Política / Eleições 2026
Ciro Nogueira descarta terceira via e diz que polarização entre Lula e Bolsonaro domina eleição
Presidente do PP afirma que cenário nacional segue concentrado entre petista e bolsonarista e vê Flávio Bolsonaro com chance eleitoral
28/04/2026
06:30
DA REDAÇÃO
©DIVULGAÇÃO
presidente nacional do PP, senador Ciro Nogueira (PI), afirmou que não vê espaço para uma candidatura de terceira via na disputa pela Presidência da República enquanto Luiz Inácio Lula da Silva (PT) e Jair Bolsonaro (PL) continuarem como principais referências políticas do país.
A declaração foi feita na noite de segunda-feira, 27 de abril, durante jantar promovido pelo Esfera Brasil, no Jardim Europa, zona oeste de São Paulo. No evento, o senador avaliou que a política nacional segue estruturada em torno da polarização entre o campo lulista e o campo bolsonarista.
Segundo Ciro Nogueira, o Brasil teve quatro grandes lideranças políticas na história recente e republicana: Getúlio Vargas, Juscelino Kubitschek, Lula e Bolsonaro. Para ele, a eleição em que Lula e Bolsonaro se enfrentaram diretamente consolidou uma divisão que ainda impede o crescimento de uma alternativa fora dos dois polos.
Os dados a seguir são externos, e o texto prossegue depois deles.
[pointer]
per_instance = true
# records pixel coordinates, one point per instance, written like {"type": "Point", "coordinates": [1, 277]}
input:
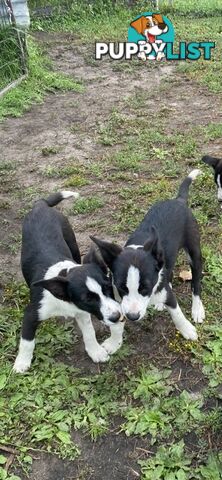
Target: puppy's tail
{"type": "Point", "coordinates": [184, 187]}
{"type": "Point", "coordinates": [55, 198]}
{"type": "Point", "coordinates": [212, 161]}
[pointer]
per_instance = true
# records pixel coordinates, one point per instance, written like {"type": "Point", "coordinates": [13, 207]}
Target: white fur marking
{"type": "Point", "coordinates": [198, 312]}
{"type": "Point", "coordinates": [24, 357]}
{"type": "Point", "coordinates": [182, 324]}
{"type": "Point", "coordinates": [114, 342]}
{"type": "Point", "coordinates": [108, 307]}
{"type": "Point", "coordinates": [134, 303]}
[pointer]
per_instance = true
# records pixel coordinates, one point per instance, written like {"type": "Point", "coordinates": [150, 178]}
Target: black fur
{"type": "Point", "coordinates": [216, 163]}
{"type": "Point", "coordinates": [48, 238]}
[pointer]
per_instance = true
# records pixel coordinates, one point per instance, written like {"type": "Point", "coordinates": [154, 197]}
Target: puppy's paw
{"type": "Point", "coordinates": [20, 365]}
{"type": "Point", "coordinates": [111, 346]}
{"type": "Point", "coordinates": [98, 354]}
{"type": "Point", "coordinates": [198, 312]}
{"type": "Point", "coordinates": [189, 331]}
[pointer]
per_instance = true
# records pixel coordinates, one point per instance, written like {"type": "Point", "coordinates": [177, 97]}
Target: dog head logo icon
{"type": "Point", "coordinates": [151, 30]}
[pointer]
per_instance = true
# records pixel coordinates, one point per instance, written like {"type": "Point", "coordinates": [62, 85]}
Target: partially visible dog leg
{"type": "Point", "coordinates": [27, 341]}
{"type": "Point", "coordinates": [195, 259]}
{"type": "Point", "coordinates": [95, 351]}
{"type": "Point", "coordinates": [114, 342]}
{"type": "Point", "coordinates": [181, 323]}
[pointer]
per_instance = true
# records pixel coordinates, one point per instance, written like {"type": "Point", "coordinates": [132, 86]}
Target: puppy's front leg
{"type": "Point", "coordinates": [95, 351]}
{"type": "Point", "coordinates": [181, 323]}
{"type": "Point", "coordinates": [114, 342]}
{"type": "Point", "coordinates": [27, 341]}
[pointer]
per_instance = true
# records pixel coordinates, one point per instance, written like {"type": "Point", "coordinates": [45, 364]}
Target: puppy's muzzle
{"type": "Point", "coordinates": [116, 317]}
{"type": "Point", "coordinates": [133, 317]}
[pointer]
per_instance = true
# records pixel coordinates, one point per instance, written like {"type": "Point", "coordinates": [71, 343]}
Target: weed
{"type": "Point", "coordinates": [168, 463]}
{"type": "Point", "coordinates": [76, 181]}
{"type": "Point", "coordinates": [87, 205]}
{"type": "Point", "coordinates": [32, 90]}
{"type": "Point", "coordinates": [46, 151]}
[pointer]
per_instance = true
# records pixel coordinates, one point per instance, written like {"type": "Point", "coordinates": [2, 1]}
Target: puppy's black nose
{"type": "Point", "coordinates": [162, 26]}
{"type": "Point", "coordinates": [115, 317]}
{"type": "Point", "coordinates": [133, 316]}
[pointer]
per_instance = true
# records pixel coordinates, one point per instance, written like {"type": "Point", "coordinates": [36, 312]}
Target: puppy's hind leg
{"type": "Point", "coordinates": [195, 259]}
{"type": "Point", "coordinates": [181, 323]}
{"type": "Point", "coordinates": [27, 341]}
{"type": "Point", "coordinates": [95, 351]}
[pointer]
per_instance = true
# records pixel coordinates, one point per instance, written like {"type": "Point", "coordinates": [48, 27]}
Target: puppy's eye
{"type": "Point", "coordinates": [123, 290]}
{"type": "Point", "coordinates": [91, 296]}
{"type": "Point", "coordinates": [143, 291]}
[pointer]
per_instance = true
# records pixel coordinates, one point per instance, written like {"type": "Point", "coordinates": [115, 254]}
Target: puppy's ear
{"type": "Point", "coordinates": [58, 286]}
{"type": "Point", "coordinates": [139, 24]}
{"type": "Point", "coordinates": [94, 257]}
{"type": "Point", "coordinates": [153, 245]}
{"type": "Point", "coordinates": [212, 161]}
{"type": "Point", "coordinates": [108, 250]}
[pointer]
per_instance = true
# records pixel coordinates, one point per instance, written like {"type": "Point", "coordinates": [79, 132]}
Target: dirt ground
{"type": "Point", "coordinates": [71, 121]}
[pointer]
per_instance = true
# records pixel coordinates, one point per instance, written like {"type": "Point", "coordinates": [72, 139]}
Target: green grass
{"type": "Point", "coordinates": [41, 80]}
{"type": "Point", "coordinates": [10, 67]}
{"type": "Point", "coordinates": [87, 205]}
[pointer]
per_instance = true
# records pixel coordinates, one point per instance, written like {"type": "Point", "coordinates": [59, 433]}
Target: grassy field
{"type": "Point", "coordinates": [154, 410]}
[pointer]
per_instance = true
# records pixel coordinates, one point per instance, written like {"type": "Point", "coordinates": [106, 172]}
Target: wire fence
{"type": "Point", "coordinates": [13, 52]}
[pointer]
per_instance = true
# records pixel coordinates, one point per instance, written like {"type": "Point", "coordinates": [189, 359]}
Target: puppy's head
{"type": "Point", "coordinates": [216, 163]}
{"type": "Point", "coordinates": [136, 273]}
{"type": "Point", "coordinates": [88, 287]}
{"type": "Point", "coordinates": [152, 25]}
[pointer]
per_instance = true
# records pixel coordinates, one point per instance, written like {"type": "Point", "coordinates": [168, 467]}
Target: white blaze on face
{"type": "Point", "coordinates": [108, 306]}
{"type": "Point", "coordinates": [134, 303]}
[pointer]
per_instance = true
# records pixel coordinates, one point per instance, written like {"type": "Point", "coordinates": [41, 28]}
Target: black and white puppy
{"type": "Point", "coordinates": [216, 163]}
{"type": "Point", "coordinates": [60, 285]}
{"type": "Point", "coordinates": [142, 270]}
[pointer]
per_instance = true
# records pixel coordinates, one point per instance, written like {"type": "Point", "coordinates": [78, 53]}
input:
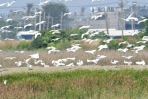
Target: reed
{"type": "Point", "coordinates": [82, 84]}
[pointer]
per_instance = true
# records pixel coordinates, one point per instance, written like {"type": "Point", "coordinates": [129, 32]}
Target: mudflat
{"type": "Point", "coordinates": [66, 68]}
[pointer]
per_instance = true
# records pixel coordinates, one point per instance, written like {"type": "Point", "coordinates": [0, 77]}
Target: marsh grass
{"type": "Point", "coordinates": [79, 55]}
{"type": "Point", "coordinates": [79, 84]}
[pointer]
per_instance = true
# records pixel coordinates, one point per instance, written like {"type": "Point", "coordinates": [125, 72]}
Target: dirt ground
{"type": "Point", "coordinates": [66, 68]}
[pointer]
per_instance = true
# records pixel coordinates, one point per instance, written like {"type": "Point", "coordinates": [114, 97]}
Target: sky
{"type": "Point", "coordinates": [73, 6]}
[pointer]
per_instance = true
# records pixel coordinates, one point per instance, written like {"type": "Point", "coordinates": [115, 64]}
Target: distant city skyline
{"type": "Point", "coordinates": [73, 6]}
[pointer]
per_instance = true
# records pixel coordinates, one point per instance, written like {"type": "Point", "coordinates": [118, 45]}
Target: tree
{"type": "Point", "coordinates": [29, 7]}
{"type": "Point", "coordinates": [82, 11]}
{"type": "Point", "coordinates": [55, 10]}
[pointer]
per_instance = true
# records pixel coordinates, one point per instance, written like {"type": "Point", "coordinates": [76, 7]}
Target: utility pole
{"type": "Point", "coordinates": [48, 21]}
{"type": "Point", "coordinates": [40, 18]}
{"type": "Point", "coordinates": [106, 19]}
{"type": "Point", "coordinates": [44, 20]}
{"type": "Point", "coordinates": [35, 20]}
{"type": "Point", "coordinates": [61, 20]}
{"type": "Point", "coordinates": [122, 16]}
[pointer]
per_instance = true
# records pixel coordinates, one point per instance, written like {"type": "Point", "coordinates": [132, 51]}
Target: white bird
{"type": "Point", "coordinates": [55, 31]}
{"type": "Point", "coordinates": [123, 50]}
{"type": "Point", "coordinates": [27, 25]}
{"type": "Point", "coordinates": [44, 65]}
{"type": "Point", "coordinates": [114, 61]}
{"type": "Point", "coordinates": [134, 33]}
{"type": "Point", "coordinates": [35, 56]}
{"type": "Point", "coordinates": [29, 67]}
{"type": "Point", "coordinates": [85, 27]}
{"type": "Point", "coordinates": [91, 52]}
{"type": "Point", "coordinates": [127, 57]}
{"type": "Point", "coordinates": [93, 61]}
{"type": "Point", "coordinates": [29, 17]}
{"type": "Point", "coordinates": [43, 3]}
{"type": "Point", "coordinates": [27, 60]}
{"type": "Point", "coordinates": [10, 58]}
{"type": "Point", "coordinates": [68, 13]}
{"type": "Point", "coordinates": [42, 22]}
{"type": "Point", "coordinates": [37, 34]}
{"type": "Point", "coordinates": [17, 28]}
{"type": "Point", "coordinates": [102, 47]}
{"type": "Point", "coordinates": [5, 82]}
{"type": "Point", "coordinates": [80, 63]}
{"type": "Point", "coordinates": [38, 13]}
{"type": "Point", "coordinates": [141, 42]}
{"type": "Point", "coordinates": [56, 25]}
{"type": "Point", "coordinates": [70, 64]}
{"type": "Point", "coordinates": [37, 61]}
{"type": "Point", "coordinates": [73, 34]}
{"type": "Point", "coordinates": [139, 47]}
{"type": "Point", "coordinates": [131, 18]}
{"type": "Point", "coordinates": [124, 42]}
{"type": "Point", "coordinates": [8, 20]}
{"type": "Point", "coordinates": [2, 4]}
{"type": "Point", "coordinates": [10, 3]}
{"type": "Point", "coordinates": [19, 63]}
{"type": "Point", "coordinates": [142, 62]}
{"type": "Point", "coordinates": [56, 39]}
{"type": "Point", "coordinates": [108, 40]}
{"type": "Point", "coordinates": [51, 48]}
{"type": "Point", "coordinates": [127, 63]}
{"type": "Point", "coordinates": [101, 56]}
{"type": "Point", "coordinates": [144, 20]}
“O Brasil teve quatro grandes líderes: Getúlio, Juscelino, Lula e Bolsonaro. Pela primeira vez dois se enfrentaram. Enquanto eles tiverem nesse campo, não tem espaço para terceira via”, afirmou o senador.
Na avaliação do presidente do PP, nomes da direita e da centro-direita que tentam se apresentar como alternativa presidencial, como Romeu Zema (Novo) e Ronaldo Caiado (PSD), não teriam viabilidade eleitoral no atual cenário. Questionado sobre a possibilidade de crescimento dessas candidaturas, Ciro Nogueira disse que “não existe possibilidade de acontecer”.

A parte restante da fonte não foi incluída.